[LU-8045] MDT fails to allow client mounts if one MDT is not connected Created: 19/Apr/16 Updated: 07/Jun/16 |
|
| Status: | In Progress |
| Project: | Lustre |
| Component/s: | None |
| Affects Version/s: | Lustre 2.8.0 |
| Fix Version/s: | None |
| Type: | Bug | Priority: | Major |
| Reporter: | Olaf Faaland | Assignee: | Lai Siyao |
| Resolution: | Unresolved | Votes: | 0 |
| Labels: | llnl | ||
| Environment: |
TOSS 2 (RHEL 6.7 based) |
||
| Severity: | 3 |
| Rank (Obsolete): | 9223372036854775807 |
| Description |
|
See Seems as if MDT0000 ought to be able to allow mounts, and the filesystem should simply function without the apparently broken MDT. |
| Comments |
| Comment by Olaf Faaland [ 19/Apr/16 ] |
|
All the clients are unable to connect to the MDTs; the imports on the client show repeated connection attempts, even though all but one MDT seems to have started normally.

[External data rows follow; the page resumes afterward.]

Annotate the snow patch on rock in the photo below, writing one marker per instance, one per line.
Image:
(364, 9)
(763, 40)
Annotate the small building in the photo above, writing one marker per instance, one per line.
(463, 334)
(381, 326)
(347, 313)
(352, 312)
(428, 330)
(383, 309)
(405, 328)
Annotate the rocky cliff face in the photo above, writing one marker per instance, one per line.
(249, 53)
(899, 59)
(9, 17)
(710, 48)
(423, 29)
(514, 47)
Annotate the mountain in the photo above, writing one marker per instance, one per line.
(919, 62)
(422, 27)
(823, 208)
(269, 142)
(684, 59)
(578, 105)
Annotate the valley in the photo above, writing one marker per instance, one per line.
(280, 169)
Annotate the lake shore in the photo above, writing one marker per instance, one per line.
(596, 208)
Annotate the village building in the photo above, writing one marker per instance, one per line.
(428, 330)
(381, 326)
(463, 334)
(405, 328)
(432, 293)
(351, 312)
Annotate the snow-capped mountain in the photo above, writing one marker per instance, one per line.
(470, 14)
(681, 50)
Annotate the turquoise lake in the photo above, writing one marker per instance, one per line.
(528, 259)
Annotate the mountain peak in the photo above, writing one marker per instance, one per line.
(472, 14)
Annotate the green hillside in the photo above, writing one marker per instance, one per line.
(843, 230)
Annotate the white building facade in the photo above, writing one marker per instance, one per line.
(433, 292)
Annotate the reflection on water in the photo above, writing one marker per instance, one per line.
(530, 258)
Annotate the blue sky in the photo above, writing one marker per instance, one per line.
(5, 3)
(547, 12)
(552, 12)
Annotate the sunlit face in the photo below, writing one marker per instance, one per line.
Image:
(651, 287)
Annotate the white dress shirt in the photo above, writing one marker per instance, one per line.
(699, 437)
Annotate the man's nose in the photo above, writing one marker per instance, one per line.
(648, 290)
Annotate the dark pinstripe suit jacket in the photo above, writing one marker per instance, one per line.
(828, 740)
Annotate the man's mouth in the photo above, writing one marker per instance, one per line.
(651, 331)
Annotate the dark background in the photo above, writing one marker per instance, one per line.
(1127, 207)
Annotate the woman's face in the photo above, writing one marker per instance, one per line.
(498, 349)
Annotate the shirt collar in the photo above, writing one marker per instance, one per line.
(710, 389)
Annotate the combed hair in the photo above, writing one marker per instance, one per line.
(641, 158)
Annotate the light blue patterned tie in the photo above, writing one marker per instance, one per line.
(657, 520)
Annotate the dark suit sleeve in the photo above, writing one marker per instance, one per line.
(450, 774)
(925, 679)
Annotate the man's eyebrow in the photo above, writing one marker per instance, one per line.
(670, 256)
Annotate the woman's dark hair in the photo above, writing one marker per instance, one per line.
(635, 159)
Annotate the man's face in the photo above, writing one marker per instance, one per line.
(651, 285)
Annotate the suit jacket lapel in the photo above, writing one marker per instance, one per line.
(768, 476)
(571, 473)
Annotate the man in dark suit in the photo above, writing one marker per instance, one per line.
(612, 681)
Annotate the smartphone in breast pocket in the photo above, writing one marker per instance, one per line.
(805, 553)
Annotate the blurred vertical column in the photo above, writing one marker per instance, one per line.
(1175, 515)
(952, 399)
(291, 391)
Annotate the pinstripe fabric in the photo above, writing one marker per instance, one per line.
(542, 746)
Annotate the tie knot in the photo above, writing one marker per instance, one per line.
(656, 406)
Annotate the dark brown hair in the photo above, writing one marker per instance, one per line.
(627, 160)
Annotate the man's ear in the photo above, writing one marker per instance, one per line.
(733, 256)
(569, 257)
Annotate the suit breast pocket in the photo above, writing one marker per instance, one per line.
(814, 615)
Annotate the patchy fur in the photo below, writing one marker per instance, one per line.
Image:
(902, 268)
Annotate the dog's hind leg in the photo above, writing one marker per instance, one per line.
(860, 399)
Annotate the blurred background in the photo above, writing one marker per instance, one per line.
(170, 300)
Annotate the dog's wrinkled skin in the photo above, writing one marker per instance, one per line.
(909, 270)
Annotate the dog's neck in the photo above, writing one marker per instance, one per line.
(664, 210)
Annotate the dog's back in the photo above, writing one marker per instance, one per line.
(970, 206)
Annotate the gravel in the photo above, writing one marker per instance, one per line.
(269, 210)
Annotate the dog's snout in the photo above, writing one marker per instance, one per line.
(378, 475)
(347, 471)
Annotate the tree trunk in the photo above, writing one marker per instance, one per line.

Here is one example: ==> ./mdc/lustre-MDT0001-mdc-ffff880fc4ec5400/state <== current_state: DISCONN state_history: - [ 1461090634, CONNECTING ] - [ 1461090634, DISCONN ] - [ 1461090659, CONNECTING ] - [ 1461090659, DISCONN ] - [ 1461090684, CONNECTING ] - [ 1461090684, DISCONN ] - [ 1461090709, CONNECTING ] - [ 1461090709, DISCONN ] - [ 1461090734, CONNECTING ] - [ 1461090734, DISCONN ] - [ 1461090759, CONNECTING ] - [ 1461090759, DISCONN ] - [ 1461090784, CONNECTING ] - [ 1461090784, DISCONN ] - [ 1461090809, CONNECTING ] - [ 1461090809, DISCONN ] |
| Comment by Olaf Faaland [ 19/Apr/16 ] |
|
The issue summary I wrote is wrong; it seems to me like it's any MDT, not just MDT0000. I don't have the ability to change ticket summaries, so one of you Intel folk could fix it, please, that would be great. |
| Comment by Peter Jones [ 19/Apr/16 ] |
|
That ok Olaf? |
| Comment by Olaf Faaland [ 19/Apr/16 ] |
|
Yes, thank you Peter. |
| Comment by Di Wang [ 20/Apr/16 ] |
|
Well, in current implementation, only prepare succeeds (at the end of server_start_targets()), then the target is allowed to be connected (obd_no_conn is set to be 0). I am guessing with disconnected MDTs, it will block the prepare or configuration process (see server_start_targets()), so client can not connect to the MDT. Not sure how easy to fix this. Is this an important issue? |
| Comment by Olaf Faaland [ 28/Apr/16 ] |
|
Di, It looks to me like the code requires that all MDTs successfully connect with each other before any of them will accept connections from clients. Not just the first time they are started, but any time. If I am correct, then I would say that yes, it is an important issue. Suppose that there is a power outage and all the MDSs go down, and when power is restored one does not come up (not counting MDT0000 which is of course special). Why not accept connections on the MDTs that are up? Depending on how the namespace is distributed across MDTs, it may be possible to do work. But maybe I'm mistaken about some of that. If so, let me know. thanks, |
| Comment by Di Wang [ 28/Apr/16 ] |
It looks to me like the code requires that all MDTs successfully connect with each other before any of them will accept connections from clients. Not just the first time they are started, but any time. Actually, it does not require all MDTs to be connect, but it does require the config log of one MDT is executed, before it can accept the connection request. Sorry, I did not make it clear in the last comments. Suppose that there is a power outage and all the MDSs go down, and when power is restored one does not come up (not counting MDT0000 which is of course special). Why not accept connections on the MDTs that are up? Depending on how the namespace is distributed across MDTs, it may be possible to do work. Yes, this example does make sense. But if the user know one or some MDTs can not get back, it needs to manually deactivate these MDTs on client and other MDTs (which probably cause the failure of this ticket) lctl --device xxx-mdc-xxxx deactivate then the recovery efforts on these MDTs will be stopped, and those recovery MDTs will be able to accept the connection from clients, and of course clients will only be able to access the file on restored MDTs. Sorry again, I might gave the obscure information in the last comment. And there are even such test cases in conf-sanity.sh 70c and 70d, please check. Thanks. |